Après plus de trois journées en mer, aucun des 40 skippers inscrits au 10e Vendée Globe n'a encore signalé d’avarie majeure à bord de son voilier. Une rareté qui s’explique autant par la météo clémente que la bonne préparation des équipes engagées.
Depuis la toute première édition de la course autour du monde en solitaire en 1989, des abandons et des grosses casses surviennent fréquemment dans les premiers jours du périple, tant le défi physique et technologique devant les étraves est grand.
«C'est très compliqué pour les marins de passer de la kermesse du village au solitaire», note le journaliste spécialisé Didier Ravon, auteur d'un livre très documenté, «Le Vendée Globe : 35 ans d'aventure» (Editions Gallimard Loisirs 2024).
En 1992, un coup de vent maltraite la flotte en plein coeur du golfe de Gascogne. Le Britannique Nigel Burgess se noie tandis que Loïck Peyron se voie contraint de jeter l'éponge après avoir constaté du délaminage - effritement de la coque pouvant causer une voie d'eau - sur son bateau.
Cette année, à l'exception d'avaries mineures - problème de vérin pour Boris Herrmann, petite voie d'eau pour Thomas Ruyant... - et de la perte dans la nuit de mardi à mercredi d'une grand-voile pour Clarisse Crémer, tout roule pour les skippers.
Une météo clémente
«Cela me surprend pas vraiment, la météo était très favorable, quand tu pars avec le vent dans les fesses c'est plus facile pour tout le monde car les bateaux souffrent moins», explique Didier Ravon.
Depuis le départ des Sables-d'Olonne dimanche, les marins ont bénéficié d'une météo très clémente avec quasi-exclusivement des allures de portant, les poussant tranquillement le long de l'Atlantique Nord. «S'ils étaient partis avec un gros coup de vent dans le Golfe de Gascogne et avec des bords au près, ils auraient plus de chance de se prendre des mats sur la tête», estime Didier Ravon.
Comme en 2008, où Kito de Pavant, Yannick Bestaven et Marc Thiercelin ont tous les trois démâtés au même endroit, deux jours seulement après le coup de canon. Le futur vainqueur Michel Desjoyeaux est lui retourné aux Sables-d'Olonne pour en repartir 48 heures plus tard.
Seule ombre tableau de ce «départ de rêve», des pépins physiques signalés par plusieurs marins qui espèrent pouvoir se soigner au fil du temps : Maxime Sorel et Jingkun Xu doivent tous les deux composer avec une blessure à la cheville.
«Jamais aussi bien préparé»
«La traumatologie devient centrale avec ces nouveaux bateaux : ils sont tellement puissants, les chocs sont plus violents, tu ne peux pas naviguer dans le gaz sans risquer de te faire mal», raconte Didier Ravon.

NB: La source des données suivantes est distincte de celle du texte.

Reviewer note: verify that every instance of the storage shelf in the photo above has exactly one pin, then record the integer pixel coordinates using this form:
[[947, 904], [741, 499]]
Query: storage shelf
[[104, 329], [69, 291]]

Si la météo a bien aidé la flotte à «tenir le choc» du départ, la préparation des équipes n'a également jamais été autant poussée avant un Vendée Globe, ce qui a également contribué à ce sans-faute.
Tous les engagés ont dû participer à un éreintant parcours de qualification pour se présenter sur la ligne, avec trois transatlantiques en solitaire en deux ans. «C'était essentiel afin de se sentir bien sur le bateau, tester ses limites, savoir quelles voiles on utilise dans quelles conditions», détaille Violette Dorange, benjamine des partants à 23 ans seulement.
«Les couples bateau-skipper sont de plus en plus prêts», abonde Didier Ravon. «Les quatre premières éditions, à 23 heures la veille du départ, on entendait encore des mecs avec des chignoles (perceuses, NDLR) en train de travailler sur les bateaux. Cette année même les petites équipes avaient tout terminé samedi», raconte-t-il.
Jusqu'à l'Atlantique sud, la flotte devrait être relativement épargnée par la météo, selon les dernières prévisions. Et si le redoutable Pot-au-noir comportera probablement son lot d'aléas, les premiers gros coups durs sont à attendre dans l'Océan Indien. «Cela peut-être violent, mais ils seront bien amarinés», juge le journaliste spécialisé.
Un Vendée Globe sans aucun abandon serait du jamais-vu. Sur les 200 tentatives de boucler le tour du monde depuis la création de la course, 86 ont échoué.